Noutro caso, censura-se mesmo aquilo que não seria necessário censurar, pois o corpo do protagonista claramente cobre o órgão da amante. As barras da censura permanecem entre o casal, nada censurando ou, se quisermos, censurando o ar.
De maneira mais provocatória ainda, Kumashiro chega a usar a barra negra como um phallus que dilacera a imagem em dois.
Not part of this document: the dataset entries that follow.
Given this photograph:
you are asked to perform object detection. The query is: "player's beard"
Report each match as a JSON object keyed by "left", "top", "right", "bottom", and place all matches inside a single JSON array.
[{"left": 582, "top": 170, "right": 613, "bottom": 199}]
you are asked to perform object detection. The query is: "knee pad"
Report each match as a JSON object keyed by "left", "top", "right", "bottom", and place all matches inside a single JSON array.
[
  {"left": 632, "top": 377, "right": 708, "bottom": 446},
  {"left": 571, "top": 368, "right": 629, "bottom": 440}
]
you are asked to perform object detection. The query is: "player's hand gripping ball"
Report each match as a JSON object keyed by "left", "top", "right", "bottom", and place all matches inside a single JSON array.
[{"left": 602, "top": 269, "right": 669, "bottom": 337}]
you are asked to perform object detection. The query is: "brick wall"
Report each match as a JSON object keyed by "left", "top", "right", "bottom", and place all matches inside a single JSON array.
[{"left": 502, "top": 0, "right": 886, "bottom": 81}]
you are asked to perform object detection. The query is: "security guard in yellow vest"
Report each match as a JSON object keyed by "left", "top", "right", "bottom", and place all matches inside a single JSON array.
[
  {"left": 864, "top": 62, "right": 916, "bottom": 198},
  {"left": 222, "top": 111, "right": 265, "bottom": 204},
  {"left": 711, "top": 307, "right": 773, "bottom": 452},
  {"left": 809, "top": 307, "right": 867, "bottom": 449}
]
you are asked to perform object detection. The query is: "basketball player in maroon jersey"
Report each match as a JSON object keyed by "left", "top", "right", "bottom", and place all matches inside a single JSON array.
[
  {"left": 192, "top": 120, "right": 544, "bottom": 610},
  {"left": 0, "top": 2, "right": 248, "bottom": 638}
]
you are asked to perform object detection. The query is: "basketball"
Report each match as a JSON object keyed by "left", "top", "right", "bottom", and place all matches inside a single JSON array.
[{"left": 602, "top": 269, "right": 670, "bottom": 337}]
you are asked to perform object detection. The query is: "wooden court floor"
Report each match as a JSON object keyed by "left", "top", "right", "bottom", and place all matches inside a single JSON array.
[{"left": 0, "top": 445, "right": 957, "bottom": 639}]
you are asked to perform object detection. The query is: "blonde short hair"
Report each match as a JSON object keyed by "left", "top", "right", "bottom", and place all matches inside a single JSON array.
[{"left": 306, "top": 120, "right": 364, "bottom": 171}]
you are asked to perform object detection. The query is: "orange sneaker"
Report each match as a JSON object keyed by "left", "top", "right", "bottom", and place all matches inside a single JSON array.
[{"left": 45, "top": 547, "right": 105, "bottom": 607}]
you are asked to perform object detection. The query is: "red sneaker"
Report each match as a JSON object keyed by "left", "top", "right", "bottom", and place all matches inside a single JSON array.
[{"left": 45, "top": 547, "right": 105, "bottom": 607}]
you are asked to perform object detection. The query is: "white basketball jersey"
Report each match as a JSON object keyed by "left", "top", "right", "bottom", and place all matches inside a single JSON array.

Qual a razão da censura sobrecarregada na obra de Kumashiro? Em primeiro lugar, parece ser uma mera paródia dos regulamentos que os realizadores de películas eróticas tinham de cumprir para ver o seu filme distribuído comercialmente. Neste sentido, a ocultação é subversiva pois ri de si própria, hiperbolizando as regras do sistema e da lei, mas também funciona a outro nível: ela denuncia a actividade ambígua do censor. As barras pretas associam os modos de escondimento a um conteúdo obsceno. Ao censurar, umas vezes aleatoriamente, outras com um significado claramente simbólico, Kumashiro tencionou colocar o espectador numa zona indiscernível onde ele é forçado a questionar o cabimento da censura, o conteúdo detrás das barras num descontrolo formal. Mais, ele subverte o olhar ao fazer-nos cair num impasse entre conteúdos legalmente censurados e conteúdos sem nexo, criados por si por capricho. No limite, pretende esvaziar a questão da censura, uniformizar o legal com o absurdo, e sublinhar este simples facto: a obscenidade está nos olhos de quem a perscruta, imagina ou projecta. E, portanto, o seu controlo estatal é nada mais do que uma piada.